Our biggest problem, our main symptom, is that for us, the huge, universal reality is our self-imagined I, which renders “other” as nothing. Our extremely sophisticated ego makes everything so complicated. Reality is simple but our ego totally embellishes it with a hundred different flavors, like ice cream. Actually, all those different flavors of ice cream are also simply projections of our ego.
Because our ego makes everything so complicated, our mind is constantly quivering with superstition and never able to remain calm and clear. But when we meditate on our breath, for example, we can still our mind and reach a point of clarity. Then we simply focus on that; we rest our mind in clarity instead of constant reaction, reaction, reaction, and let go. When we contemplate the clarity of our own consciousness, our trembling ego superstitions are gradually eliminated and a non-ego, non-I experience arises in our mind.

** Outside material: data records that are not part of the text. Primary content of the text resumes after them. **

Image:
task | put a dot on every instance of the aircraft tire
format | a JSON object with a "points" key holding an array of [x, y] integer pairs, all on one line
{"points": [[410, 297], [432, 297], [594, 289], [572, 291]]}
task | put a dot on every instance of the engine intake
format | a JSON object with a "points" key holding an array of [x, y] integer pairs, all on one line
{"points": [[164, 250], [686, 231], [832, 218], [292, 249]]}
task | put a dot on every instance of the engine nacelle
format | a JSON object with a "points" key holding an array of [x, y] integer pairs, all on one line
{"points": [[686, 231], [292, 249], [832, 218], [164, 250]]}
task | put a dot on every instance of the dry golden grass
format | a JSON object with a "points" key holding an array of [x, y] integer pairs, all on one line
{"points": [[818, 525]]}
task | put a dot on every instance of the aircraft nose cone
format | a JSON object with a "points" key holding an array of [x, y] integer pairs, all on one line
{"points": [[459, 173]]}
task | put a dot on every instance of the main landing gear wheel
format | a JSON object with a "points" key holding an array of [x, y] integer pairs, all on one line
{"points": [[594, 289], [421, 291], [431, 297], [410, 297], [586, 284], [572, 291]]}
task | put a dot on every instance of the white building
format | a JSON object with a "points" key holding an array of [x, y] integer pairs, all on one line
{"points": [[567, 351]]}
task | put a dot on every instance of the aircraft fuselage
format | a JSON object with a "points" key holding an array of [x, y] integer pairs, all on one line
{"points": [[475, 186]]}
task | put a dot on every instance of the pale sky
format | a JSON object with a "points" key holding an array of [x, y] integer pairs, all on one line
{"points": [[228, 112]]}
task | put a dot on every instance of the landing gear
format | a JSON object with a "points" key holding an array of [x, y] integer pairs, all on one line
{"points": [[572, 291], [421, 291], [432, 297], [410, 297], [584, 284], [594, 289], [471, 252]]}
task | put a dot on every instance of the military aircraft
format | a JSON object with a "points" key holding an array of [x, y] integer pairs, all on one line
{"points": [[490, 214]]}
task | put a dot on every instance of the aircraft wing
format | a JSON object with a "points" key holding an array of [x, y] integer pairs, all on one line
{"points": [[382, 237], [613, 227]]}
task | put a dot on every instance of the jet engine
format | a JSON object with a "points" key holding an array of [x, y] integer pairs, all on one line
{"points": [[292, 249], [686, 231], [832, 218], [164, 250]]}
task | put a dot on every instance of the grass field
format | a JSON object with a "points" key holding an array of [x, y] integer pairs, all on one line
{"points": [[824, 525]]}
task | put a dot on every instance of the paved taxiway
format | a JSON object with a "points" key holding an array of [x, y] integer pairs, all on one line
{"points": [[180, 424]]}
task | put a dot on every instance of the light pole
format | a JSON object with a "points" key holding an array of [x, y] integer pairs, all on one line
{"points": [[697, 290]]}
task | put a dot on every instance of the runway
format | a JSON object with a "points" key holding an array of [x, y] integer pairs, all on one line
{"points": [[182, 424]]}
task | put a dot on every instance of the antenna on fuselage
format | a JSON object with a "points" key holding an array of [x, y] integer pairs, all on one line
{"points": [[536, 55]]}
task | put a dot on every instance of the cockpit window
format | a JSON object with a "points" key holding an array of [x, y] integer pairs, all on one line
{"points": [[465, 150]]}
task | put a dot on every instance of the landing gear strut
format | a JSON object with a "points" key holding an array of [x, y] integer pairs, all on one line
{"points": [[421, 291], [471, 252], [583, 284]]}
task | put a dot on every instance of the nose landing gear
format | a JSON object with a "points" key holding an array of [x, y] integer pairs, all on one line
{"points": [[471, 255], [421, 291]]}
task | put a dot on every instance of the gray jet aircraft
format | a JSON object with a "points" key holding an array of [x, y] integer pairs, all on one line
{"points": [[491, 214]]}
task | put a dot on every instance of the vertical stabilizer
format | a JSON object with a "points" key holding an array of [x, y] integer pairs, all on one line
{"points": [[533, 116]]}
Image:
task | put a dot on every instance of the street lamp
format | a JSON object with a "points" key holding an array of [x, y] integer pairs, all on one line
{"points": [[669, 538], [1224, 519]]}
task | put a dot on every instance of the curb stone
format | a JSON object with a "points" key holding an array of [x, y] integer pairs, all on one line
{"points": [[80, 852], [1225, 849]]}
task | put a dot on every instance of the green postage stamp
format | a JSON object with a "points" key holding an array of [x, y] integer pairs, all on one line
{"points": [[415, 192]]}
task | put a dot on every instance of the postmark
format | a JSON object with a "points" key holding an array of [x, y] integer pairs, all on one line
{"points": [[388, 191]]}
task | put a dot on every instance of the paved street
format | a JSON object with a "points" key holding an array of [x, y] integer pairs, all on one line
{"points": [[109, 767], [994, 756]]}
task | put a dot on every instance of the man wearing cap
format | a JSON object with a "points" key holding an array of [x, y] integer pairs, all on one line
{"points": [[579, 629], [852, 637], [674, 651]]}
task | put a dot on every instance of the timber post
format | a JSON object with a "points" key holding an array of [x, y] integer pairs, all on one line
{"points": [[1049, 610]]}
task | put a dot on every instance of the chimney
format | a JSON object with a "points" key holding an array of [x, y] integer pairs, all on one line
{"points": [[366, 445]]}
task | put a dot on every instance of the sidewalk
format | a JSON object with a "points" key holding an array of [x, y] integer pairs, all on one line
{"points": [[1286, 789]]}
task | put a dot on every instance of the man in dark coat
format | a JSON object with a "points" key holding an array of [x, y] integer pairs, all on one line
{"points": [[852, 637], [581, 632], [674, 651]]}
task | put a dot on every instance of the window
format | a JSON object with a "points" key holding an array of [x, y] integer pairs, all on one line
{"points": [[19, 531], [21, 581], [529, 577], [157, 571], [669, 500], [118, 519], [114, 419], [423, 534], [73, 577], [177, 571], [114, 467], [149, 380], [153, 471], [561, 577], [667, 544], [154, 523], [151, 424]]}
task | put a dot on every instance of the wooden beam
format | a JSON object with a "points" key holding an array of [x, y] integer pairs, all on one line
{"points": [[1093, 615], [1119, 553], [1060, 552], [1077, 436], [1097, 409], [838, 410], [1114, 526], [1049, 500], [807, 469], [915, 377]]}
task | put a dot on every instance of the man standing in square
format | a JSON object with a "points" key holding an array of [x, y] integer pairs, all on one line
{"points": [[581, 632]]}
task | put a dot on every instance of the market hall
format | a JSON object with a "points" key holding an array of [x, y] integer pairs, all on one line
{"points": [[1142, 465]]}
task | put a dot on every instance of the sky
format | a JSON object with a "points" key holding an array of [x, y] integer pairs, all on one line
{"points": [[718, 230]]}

This experience allows our pure, inner nature to function and that allows our psychic, or conscious, body to manifest strongly so that we can arise as the deity we’re practicing. If we don’t eliminate our gross levels of ego and still cling to the illusory I, it will very difficult for us to become the deity.
In May 1980, Lama Yeshe gave a commentary to the Avalokiteshvara (Chenrezig) yoga method at Grizzly Lodge in California. This talk on emptiness, given on May 19, 1980, is excerpted from the series. Edited by Nicholas Ribush.